Investigan si el menor asesinado fue ultimado en intento de robo

El chico de 14 años que ayer a las 2.30 fue encontrado muerto, tirado en una calle de barrio Anacleto Medina de Paraná, a cuatro cuadras de su casa, podría haber sido víctima de una persona que lo persiguió tras un intento de robo, informaron fuentes de la investigación. Le dispararon por la espalda desde 10 metros de distancia, con una escopeta o una tumbera.Eran las 2.30 ayer cuando un vecino de calles Luis Palma y Patrono San Miguel, en el sudoeste de Paraná, volvía a su casa y encontró a un adolescente ensangrentado y tirado en el piso. El hombre llamó al comando radioeléctrico, y en pocos minutos llegó un patrullero para constatar que se trataba de un muchacho muy joven, y que estaba sin vida.
En minutos el barrio Anacleto Medina se llenó de policías. Los peritos que trabajaron en el lugar corroboraron que el menor había sido asesinado de un escopetazo en la parte izquierda de la espalda, y que los perdigones habían salido por un costado y por la parte delantera del tórax.
Por el tipo de municiones y las marcas dejadas en el cuerpo por el disparo, la Policía presume que podría tratarse de un arma de fabricación casera, tipo tumbera.
Debajo del puño del buzo el menor tenía escondido un destornillador, lo cual hizo pensar que podría haber intentado abrir una puerta o robar algún objeto.

Averiguación.

Varias horas le llevó a los efectivos de Homicidios saber quién era la víctima. Por la mañana pudieron establecer que se trataba de Ramón Fernando González, un chico de 14 años domiciliado en calle Los Minuanes, a cuatro cuadras de donde cayó muerto, y que el miércoles a la noche había sido visto con un grupo de amigos en la plaza del barrio Anacleto Medina.
No fue sencillo obtener datos en la zona. Por el horario en que ocurrió el homicidio, por la poca colaboración de quienes vieron algo y podrían aportar datos, reacios a comprometerse.
Cerca del mediodía una tía de la víctima reconoció el cadáver en la morgue. Explicó que el chico vivía con la mamá y cinco hermanitos. La madre no estaba en Paraná al momento del hecho, dado que habría viajado a Gualeguay para visitar a un hombre que está alojado en la cárcel de esa ciudad.
Cerca del mediodía, el director de Investigaciones, comisario general Carlos Schmunk  dijo  que se habían logrado algunos testimonios de importancia, y que la Policía confía en identificar al o los autores del hecho en pocas horas.

Hipótesis

Ayer a última hora, otras fuentes consultadas por esta Hoja revelaron que todas las pruebas reunidas por orden del juez de Instrucción Carlos Ríos fueron orientando la investigación hacia un posible intento de robo. “El chico habría intentado abrir una puerta o robar algo en una casa de esa zona, y aparentemente lo persiguieron a los tiros” explicó un oficial de Policía. El personal de la División Homicidios interrogó a varios testigos y anoche había expectativas de encontrar a algún joven que haya estado en el lugar junto a González, en el momento del disparo fatal.

Abandono

La investigación sobre la identidad del menor asesinado sacó a la luz una realidad muy cruda, de una vida corta y dolorosa. El chico que cayó muerto ayer de madrugada tenía, pese a su escasa edad, una historia de pobreza y abandono. “Aparentemente no conoció a su papá.
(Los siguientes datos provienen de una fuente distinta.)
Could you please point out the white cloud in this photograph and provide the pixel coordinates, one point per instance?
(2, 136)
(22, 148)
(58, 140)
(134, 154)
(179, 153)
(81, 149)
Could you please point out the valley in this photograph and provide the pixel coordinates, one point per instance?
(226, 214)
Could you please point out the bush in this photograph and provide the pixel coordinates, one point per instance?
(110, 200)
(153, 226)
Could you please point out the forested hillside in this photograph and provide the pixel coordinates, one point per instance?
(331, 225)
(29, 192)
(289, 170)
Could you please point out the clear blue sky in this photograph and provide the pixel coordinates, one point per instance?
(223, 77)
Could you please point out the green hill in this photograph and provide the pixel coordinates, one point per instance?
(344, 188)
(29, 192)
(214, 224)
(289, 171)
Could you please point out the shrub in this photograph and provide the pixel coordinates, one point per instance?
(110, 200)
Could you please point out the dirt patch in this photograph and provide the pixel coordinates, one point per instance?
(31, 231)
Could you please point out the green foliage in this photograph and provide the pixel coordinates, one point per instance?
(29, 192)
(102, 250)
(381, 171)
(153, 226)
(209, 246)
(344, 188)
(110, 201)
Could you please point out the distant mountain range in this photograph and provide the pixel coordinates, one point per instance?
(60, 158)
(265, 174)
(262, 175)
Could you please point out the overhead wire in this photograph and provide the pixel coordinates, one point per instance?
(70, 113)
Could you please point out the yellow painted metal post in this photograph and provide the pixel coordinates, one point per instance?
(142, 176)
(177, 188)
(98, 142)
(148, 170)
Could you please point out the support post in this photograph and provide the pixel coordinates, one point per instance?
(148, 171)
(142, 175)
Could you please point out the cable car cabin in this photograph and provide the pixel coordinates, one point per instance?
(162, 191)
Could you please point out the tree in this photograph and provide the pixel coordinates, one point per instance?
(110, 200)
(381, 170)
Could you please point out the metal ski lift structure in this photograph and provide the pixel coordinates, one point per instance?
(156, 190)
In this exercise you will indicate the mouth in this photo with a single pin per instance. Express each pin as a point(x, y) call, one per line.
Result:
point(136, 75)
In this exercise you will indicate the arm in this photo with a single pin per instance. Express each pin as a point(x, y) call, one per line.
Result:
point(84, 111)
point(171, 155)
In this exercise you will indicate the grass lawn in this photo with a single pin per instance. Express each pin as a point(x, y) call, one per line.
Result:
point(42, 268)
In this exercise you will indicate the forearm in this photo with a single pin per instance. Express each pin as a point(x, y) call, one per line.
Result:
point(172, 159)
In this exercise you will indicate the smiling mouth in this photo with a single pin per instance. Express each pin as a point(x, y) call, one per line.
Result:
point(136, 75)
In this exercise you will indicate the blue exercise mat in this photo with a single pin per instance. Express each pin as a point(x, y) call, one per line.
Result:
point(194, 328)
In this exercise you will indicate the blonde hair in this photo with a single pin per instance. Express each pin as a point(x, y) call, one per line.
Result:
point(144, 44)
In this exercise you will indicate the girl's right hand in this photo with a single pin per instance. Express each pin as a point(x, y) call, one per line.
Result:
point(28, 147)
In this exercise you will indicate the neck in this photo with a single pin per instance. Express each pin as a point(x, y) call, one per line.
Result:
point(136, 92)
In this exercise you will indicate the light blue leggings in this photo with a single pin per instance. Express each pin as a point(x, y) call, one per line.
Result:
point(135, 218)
Vivía con varios hermanitos, pero pasaba la mayor parte del día solo y en la calle. Estuvo internado un tiempo en el hogar de Viale por problemas de conducta”, reveló uno de los policías que trabajan en el esclarecimiento del caso.
Algunos vecinos –incluso sus amigos, que fueron interrogados por la Policía—explicaron que tenía muchos problemas y en los últimos tiempos estaba muy complicado con las adicciones. Una vida muy breve, y demasiado dura.